The director brought in to helm the production was Nicholas Meyer, who at that point was best known for his Sherlock Holmes pastiche novel and its subsequent film adaptation, The Seven-Per-Cent Solution, plus the time-travel thriller Time After Time (1979). He was, by his own admission, not a Star Trek devotee, and Paramount hoped that an outsider's perspective might give the film a more disciplined, cinematic shape. Meyer reportedly did significant work on the script, drawing on Patrick O'Brian-style naval fiction for the film's tactical, submarine-warfare atmosphere. The result is a production that wears its theatrical influences fairly openly, something that will strike different viewers very differently. For an idea of how other action-driven productions from the same decade have aged, it's worth glancing at the site's look at Re-Animator (1985) or The Serpent and the Rainbow (1988), both films that carry the particular texture of their era in ways that can charm or irritate depending on your tolerance for the period.
The cast is largely drawn from the original television series, with William Shatner returning as Admiral James T. Kirk, Leonard Nimoy as Mr. Spock, and DeForest Kelley as Dr. Leonard McCoy. Ricardo Montalban reprises his role as Khan, a performance that had made an impression in the original episode and which he returned to with considerable gusto. Montalban was, by 1982, widely recognised from his long-running television work, and he brings a physical and vocal presence to the role that the production clearly leans on heavily. James Doohan, Nichelle Nichols, George Takei and Walter Koenig all return in supporting capacities, giving the film a sense of reunion that its core audience would have found warmly satisfying. Whether that same warmth translates to a viewer without that pre-existing bond is, of course, quite another question, and it is exactly the kind of question that separates a film's reputation from its actual experience on a fresh watch. It is worth considering, too, how other big action and adventure pictures hold up when stripped of their nostalgic aura, something the reviews of Transformers (2007) and Mad Max: Fury Road (2015) on this site touch on in their own ways.

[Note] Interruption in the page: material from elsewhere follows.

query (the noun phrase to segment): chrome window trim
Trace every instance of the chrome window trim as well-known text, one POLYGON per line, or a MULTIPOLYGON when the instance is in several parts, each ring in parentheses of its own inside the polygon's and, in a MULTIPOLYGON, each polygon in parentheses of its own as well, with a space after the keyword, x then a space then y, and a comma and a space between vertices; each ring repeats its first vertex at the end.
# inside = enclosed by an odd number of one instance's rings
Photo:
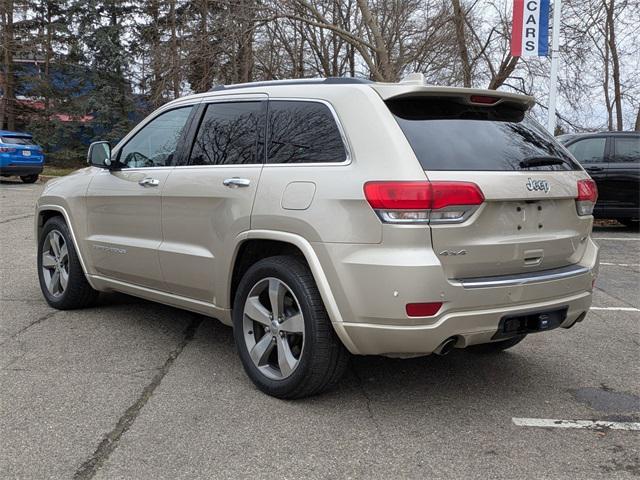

Star Trek II: The Wrath of Khan (1982) is often hailed as the best Star Trek film ever made, and if you grew up with the franchise, that praise might feel earned. But coming to it fresh, with no nostalgia or prior investment, it’s hard not to see its flaws clearly. The sets look like repurposed 1970s office corridors with a few blinking lights slapped on. The acting ranges from theatrical to outright hammy, William Shatner’s delivery alone borders on self-parody. And at around two hours, the pacing drags through long stretches of naval-style jargon and melodramatic speeches that don’t land for modern viewers. The special effects, once cutting-edge, now feel painfully dated: wobbly model ships against static starfields, matte paintings that scream “soundstage,” and space battles with all the urgency of a slow sailboat race. The script leans heavily on grandiose dialogue that’s become meme fodder for a reason, it’s unintentionally funny more than it is stirring. Without emotional context from the original series, Khan himself feels more like a shouting caricature than a credible threat. There’s clearly ambition here (a meditation on aging, sacrifice, and friendship) but it’s buried under clunky exposition and retro-futurism that hasn’t aged gracefully. What once amazed audiences in 1982 now feels like watching a well-intentioned high school play set in space. Historically significant? Absolutely. But as a standalone cinematic experience today? Dull, dated, and disappointingly amateurish.
I'll be honest, I went in hoping the reputation would hold up, and there are moments where you can just about see what the fuss is about. The ambition is real, even if the execution keeps getting in its own way. But good intentions and historical importance only carry a film so far, and sitting through it in 2024, I found myself checking the runtime more than once. Sometimes a classic is a classic because of when it arrived and who was there to receive it, and no amount of goodwill can fully paper over the cracks once those conditions are gone. It's the kind of film that rewards loyalty more than curiosity.